The course is divided into distinct Tuesday and Thursday blocks. On Tuesdays, one of the three professors gives a lecture for around 45 minutes, and then the rest of the class consists of a debate between all of the courses’ professors, directed by challenging questions. That same Tuesday night, students submit their own interventions and critiques online. Those submissions become the basis for the student-based discussions and debates that happen every Thursday.

For the students enrolled, the highlight of the course is easily a two-day trip to Washington, D.C. at the end of this month, culminating in a live reenactment of the case on Thursday, Jan. 31 in front of Chief Justice John Roberts. Former Solicitors General Neal Katyal ’91 and Greg Garre ’87 will play the roles of Daniel Webster and William H. Woodward, respectively, before an audience of students, faculty and over 270 alumni.

Another highlight is a conference hosted by students at the end of the course, in which they will give 15-minute presentations of their final papers to constitutional lawyers who have written about the Daniel Webster case. Pease said that he has already been impressed by the animated discussions in the class so far, and he is excited for what the rest of the term has to bring.

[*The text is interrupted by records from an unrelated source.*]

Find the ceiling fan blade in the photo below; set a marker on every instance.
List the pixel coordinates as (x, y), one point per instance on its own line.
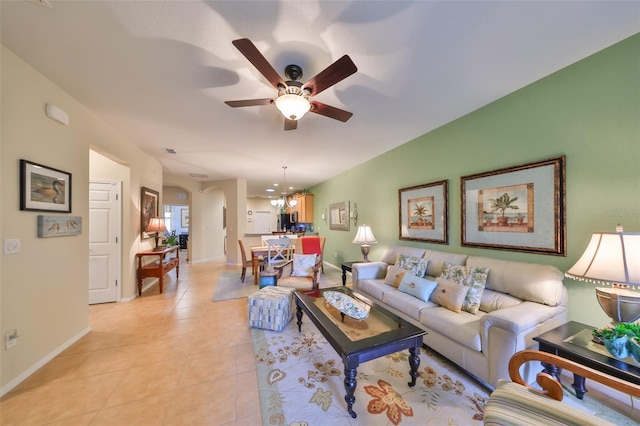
(339, 70)
(251, 52)
(329, 111)
(249, 102)
(290, 124)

“If the Dartmouth College case had not been decided as it was, Dartmouth as we presently know it wouldn’t exist,” Pease said. “Students taking this course are aware of the fact that it, as a once-only course, is going to have its own historical significance.”

While only two special 250th anniversary courses are being offered this term, many more will come later. One such course, which will be taught by English professor James Dobson this spring, is about Dartmouth fictions. That is, literature about Dartmouth written mostly by alumni — Dobson’s definition of “fiction” is inclusive, and memoirs, poetry and short stories are included in the course curriculum as well.

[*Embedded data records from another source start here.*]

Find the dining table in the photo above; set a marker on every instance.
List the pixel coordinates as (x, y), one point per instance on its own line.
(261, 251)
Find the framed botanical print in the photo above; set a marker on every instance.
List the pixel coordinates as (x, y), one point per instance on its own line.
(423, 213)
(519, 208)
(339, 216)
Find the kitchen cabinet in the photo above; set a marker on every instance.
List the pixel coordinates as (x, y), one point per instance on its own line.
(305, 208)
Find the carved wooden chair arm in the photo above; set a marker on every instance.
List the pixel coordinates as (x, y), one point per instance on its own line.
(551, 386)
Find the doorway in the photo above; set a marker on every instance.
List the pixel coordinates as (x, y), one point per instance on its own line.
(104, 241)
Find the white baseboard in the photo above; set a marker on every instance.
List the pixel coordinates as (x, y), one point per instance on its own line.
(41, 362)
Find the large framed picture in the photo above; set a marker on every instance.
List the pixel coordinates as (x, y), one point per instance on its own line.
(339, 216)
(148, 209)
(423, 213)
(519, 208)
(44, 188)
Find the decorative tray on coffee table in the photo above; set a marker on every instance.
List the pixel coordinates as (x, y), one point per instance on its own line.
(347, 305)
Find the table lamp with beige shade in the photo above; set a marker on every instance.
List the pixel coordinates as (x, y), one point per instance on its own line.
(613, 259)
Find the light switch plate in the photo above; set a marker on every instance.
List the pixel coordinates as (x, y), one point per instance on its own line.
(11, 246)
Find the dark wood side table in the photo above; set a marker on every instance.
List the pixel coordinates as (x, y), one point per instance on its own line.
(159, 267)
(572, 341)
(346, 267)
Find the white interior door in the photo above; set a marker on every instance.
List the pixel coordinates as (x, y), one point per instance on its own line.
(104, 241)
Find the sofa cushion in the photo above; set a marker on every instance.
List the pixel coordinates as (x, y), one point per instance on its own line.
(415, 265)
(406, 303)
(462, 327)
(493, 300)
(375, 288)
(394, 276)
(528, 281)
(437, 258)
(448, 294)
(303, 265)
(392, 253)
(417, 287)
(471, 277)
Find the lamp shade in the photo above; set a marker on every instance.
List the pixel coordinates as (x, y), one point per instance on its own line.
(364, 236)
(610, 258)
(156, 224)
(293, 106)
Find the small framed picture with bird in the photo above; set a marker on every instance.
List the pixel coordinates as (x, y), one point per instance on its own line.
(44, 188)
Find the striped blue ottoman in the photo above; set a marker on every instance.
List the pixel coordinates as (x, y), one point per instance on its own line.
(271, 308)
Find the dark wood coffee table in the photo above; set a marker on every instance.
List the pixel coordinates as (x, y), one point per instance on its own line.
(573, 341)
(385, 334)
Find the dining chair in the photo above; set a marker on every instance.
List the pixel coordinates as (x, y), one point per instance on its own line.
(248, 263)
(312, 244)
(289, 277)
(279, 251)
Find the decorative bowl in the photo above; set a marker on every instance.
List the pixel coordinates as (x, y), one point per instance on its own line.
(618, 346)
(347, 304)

Dobson has taught freshman Writing 5 classes about Dartmouth in the past, and he suggested this course in part because he hopes to have a larger, more literary-focused class. He mentioned that this course was timed to align with seniors in their last term at the College, and he hopes seniors taking it are able to reflect on their four years and compare and contrast them with others’ depictions of the Dartmouth experience in literature.

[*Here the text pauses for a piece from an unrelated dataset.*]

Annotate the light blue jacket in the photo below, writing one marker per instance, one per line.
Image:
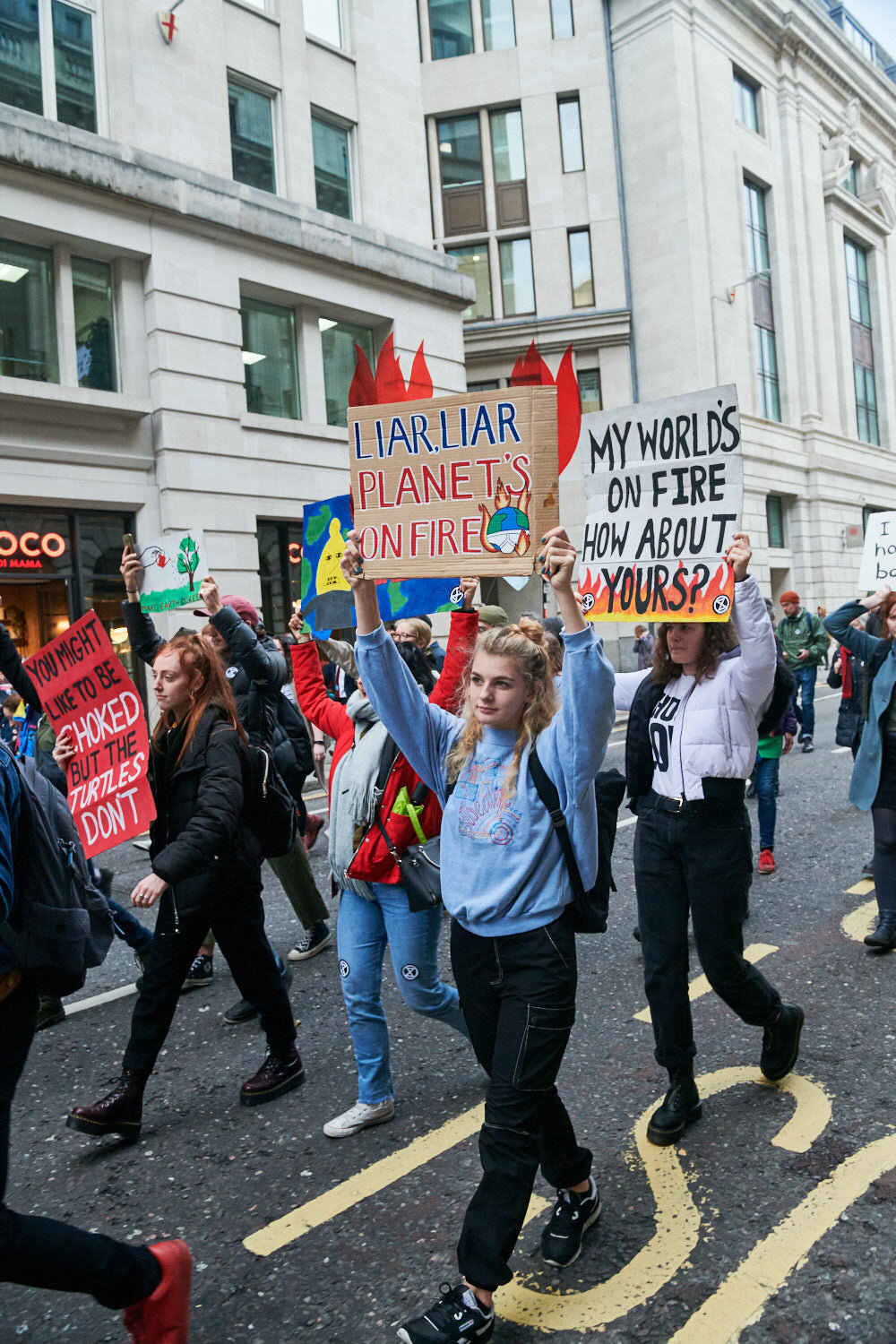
(866, 780)
(503, 870)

Dobson noted that there is a surprising number of books about Dartmouth, including memoirs like “The Plastic Age” by Percy Marks, in which experiences like the Homecoming bonfire, sports excitement and fraternity parties are depicted not unlike they are today, nearly a century later. Other books that Dobson listed include “It’s Different at Dartmouth” by former College first lady Jean Kemeny, “The Real Animal House” by Chris Miller ‘63 Tu ‘64 and “Confessions of an Ivy League Frat Boy” by Andrew Lohse ’12.

According to Dobson, the first piece of fiction about Dartmouth was actually by a Princeton student who, after reading an article about Dartmouth students protesting bad meals and housing, wrote a mock epic poem in which he depicted Dartmouth students as rowdy hooligans who got drunk and tore down buildings.

Throughout all of these works, familiar images like the wilderness appear again and again. Dobson recognizes that Dartmouth students and alumni are passionate and have a strong voice, and he believes that looking at Dartmouth as a place is an important way for students to consider the past and recognize the future culture and community they desire.

“So, you look back and evaluate your four years against other people’s descriptions of those four years,” Dobson said. “We have a lot of legacies, students who have been singing the Alma Mater since they were babies. We have other people who feel utterly alienated from the culture. I get to teach a class where everyone feels like they understand a little bit more about the place, that there’s no longer an insider and an outsider in terms of culture.”